BEIJING (AP) - Meeting for the first formal talks in nearly a decade, Taiwan and China agreed Thursday to set up permanent offices in each other's territory to coordinate continuing contacts.
The chairman of Taiwan's Straits Exchange Foundation said the Chinese side had proposed the idea first during talks Thursday morning in Beijing.
"Chairman Chen (Yunlin) proposed to have (a Chinese agency) to issue travel documents in Taiwan, and I agreed," Chiang Pin-kung told reporters in the capital. "I also hope there will be a similar Taiwanese agency serving Chinese people who plan to visit Taiwan."
Chiang didn't give details, saying the two sides still needed to discuss the issue.
The agreement came on the first day of talks between the foundation and its mainland counterpart, in the first formal talks between the sides since 1999.
The announcement injected a whiff of drama into an otherwise modest agenda that focused on finalizing agreements on charter flights and tourism.
Taiwan's delegation also discussed what additional help the island could provide for China's earthquake relief efforts. The talks are scheduled to run through Friday at a state guesthouse in western Beijing.
The 19-member Taiwanese team is being led by Chiang and includes two vice Cabinet ministers - the highest-ranking Taiwanese officials ever to participate in bilateral talks.
The negotiations should lay the foundation for "a long-term peaceful relationship between the two sides," Chiang said ahead of the talks. "The two sides have ... established mutual trust."

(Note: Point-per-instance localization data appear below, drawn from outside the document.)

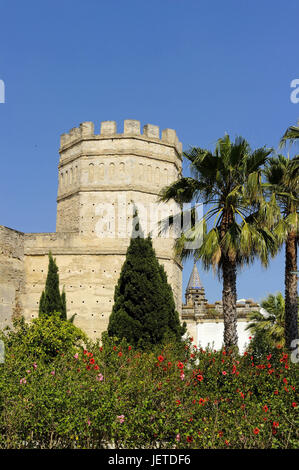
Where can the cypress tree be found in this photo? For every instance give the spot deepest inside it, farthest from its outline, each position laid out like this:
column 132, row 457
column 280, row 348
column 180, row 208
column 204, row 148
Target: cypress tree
column 144, row 310
column 51, row 301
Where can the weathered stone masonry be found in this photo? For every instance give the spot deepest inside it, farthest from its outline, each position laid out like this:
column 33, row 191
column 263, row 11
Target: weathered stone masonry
column 96, row 171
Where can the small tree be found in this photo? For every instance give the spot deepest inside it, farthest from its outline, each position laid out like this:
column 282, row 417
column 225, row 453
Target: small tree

His counterpart, Chen Yunlin, head of Beijing's semiofficial Association for Relations Across the Taiwan Strait, said the public on both sides were counting on the talks to produce results and alter the often combative tone between the two governments.
"Whether cross-strait relations can improve, depends on whether our negotiations can proceed smoothly," Chen said.

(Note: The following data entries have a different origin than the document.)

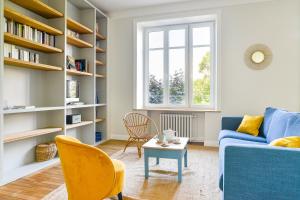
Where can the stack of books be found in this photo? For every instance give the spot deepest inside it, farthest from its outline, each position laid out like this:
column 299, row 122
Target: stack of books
column 28, row 32
column 15, row 52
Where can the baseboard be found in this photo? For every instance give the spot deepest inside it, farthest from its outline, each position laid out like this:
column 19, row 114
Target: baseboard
column 119, row 137
column 211, row 143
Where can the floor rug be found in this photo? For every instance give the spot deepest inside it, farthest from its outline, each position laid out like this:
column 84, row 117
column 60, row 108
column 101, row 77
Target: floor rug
column 199, row 181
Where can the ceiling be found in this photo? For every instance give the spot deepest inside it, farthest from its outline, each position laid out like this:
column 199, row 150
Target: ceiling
column 109, row 6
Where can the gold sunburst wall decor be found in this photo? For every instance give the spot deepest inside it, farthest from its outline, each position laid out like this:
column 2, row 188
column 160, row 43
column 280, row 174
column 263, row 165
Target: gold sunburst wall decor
column 258, row 56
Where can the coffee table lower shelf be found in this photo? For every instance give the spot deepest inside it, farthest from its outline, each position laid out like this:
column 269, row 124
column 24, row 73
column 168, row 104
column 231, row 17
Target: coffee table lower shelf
column 156, row 151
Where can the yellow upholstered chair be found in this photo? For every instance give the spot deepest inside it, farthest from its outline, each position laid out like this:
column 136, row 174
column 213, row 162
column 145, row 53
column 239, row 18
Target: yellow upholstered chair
column 89, row 173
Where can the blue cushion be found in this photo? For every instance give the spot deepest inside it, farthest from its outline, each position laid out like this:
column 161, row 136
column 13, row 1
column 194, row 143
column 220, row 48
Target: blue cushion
column 229, row 141
column 241, row 136
column 278, row 124
column 293, row 126
column 267, row 119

Beijing's communist administration, which seized power on the mainland in 1949, considers Taiwan part of its territory and refuses to recognize the government in Taipei, which means that negotiations must be carried out by semiofficial bodies.
The sides set up the dialogue mechanism in the early 1990s, agreeing to set political differences aside in favor of boosting economic ties and private exchanges. China stepped away from talks a decade ago angered over steps by Taiwan to shore up its independent identity. Beijing insists the island is Chinese territory to be reunified with the mainland, by force if necessary.

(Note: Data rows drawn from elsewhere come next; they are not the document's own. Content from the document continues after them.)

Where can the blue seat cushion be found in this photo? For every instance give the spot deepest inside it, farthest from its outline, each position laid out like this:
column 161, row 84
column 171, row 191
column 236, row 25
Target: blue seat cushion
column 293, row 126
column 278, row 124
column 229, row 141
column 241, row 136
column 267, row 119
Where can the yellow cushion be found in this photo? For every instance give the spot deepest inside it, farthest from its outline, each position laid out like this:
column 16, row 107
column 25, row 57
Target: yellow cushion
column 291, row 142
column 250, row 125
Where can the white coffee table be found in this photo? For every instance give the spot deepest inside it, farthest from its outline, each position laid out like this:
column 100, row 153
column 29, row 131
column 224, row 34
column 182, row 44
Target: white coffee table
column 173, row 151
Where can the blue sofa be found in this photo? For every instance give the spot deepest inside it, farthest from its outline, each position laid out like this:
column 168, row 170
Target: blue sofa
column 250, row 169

While most Taiwanese oppose political union, many favor closer economic cooperation with the mainland, which has already absorbed more than US$100 billion in Taiwanese investment over the past 15 years.
Chiang's visit is seen as the first step toward fulfilling a pledge by newly elected Taiwanese President Ma Ying-jeou to reinvigorate Taiwan's economy, in part by hitching the island's wagon to China's economic juggernaut.
Foundation Secretary-General Kao Koong-Lian said that the two sides also reached an agreement on expanded charter flights and tourism in Thursday's talks.
"On July 4, we will have the first large group of mainland tourists visiting Taiwan to coincide with the kickoff of weekend charter flights," he said.
The accord opens the way for 36 charter flights to cross the 100-mile- (160-kilometer-) wide Taiwan Strait every weekend. Taiwan has banned direct scheduled flights since the 1949 division.
The expanded flights will be enough to shuttle several hundred thousand Chinese tourists to Taiwan every year - below Ma's target of 1 million, but far above the current level of about 80,000.
Charter flights are now limited to four annual Chinese holidays and are usually packed with Taiwanese residents on the mainland returning home to visit family. Ma wants to gradually expand the charter schedule and supplement it with regularly scheduled flights by the summer of 2009.
An agreement is expected to be signed Friday, after which Chiang was scheduled to meet with Chinese President Hu Jintao.
Also Thursday, Xinhua reported Chen had accepted Chiang's invitation to visit Taiwan later this year. No specific date was mentioned.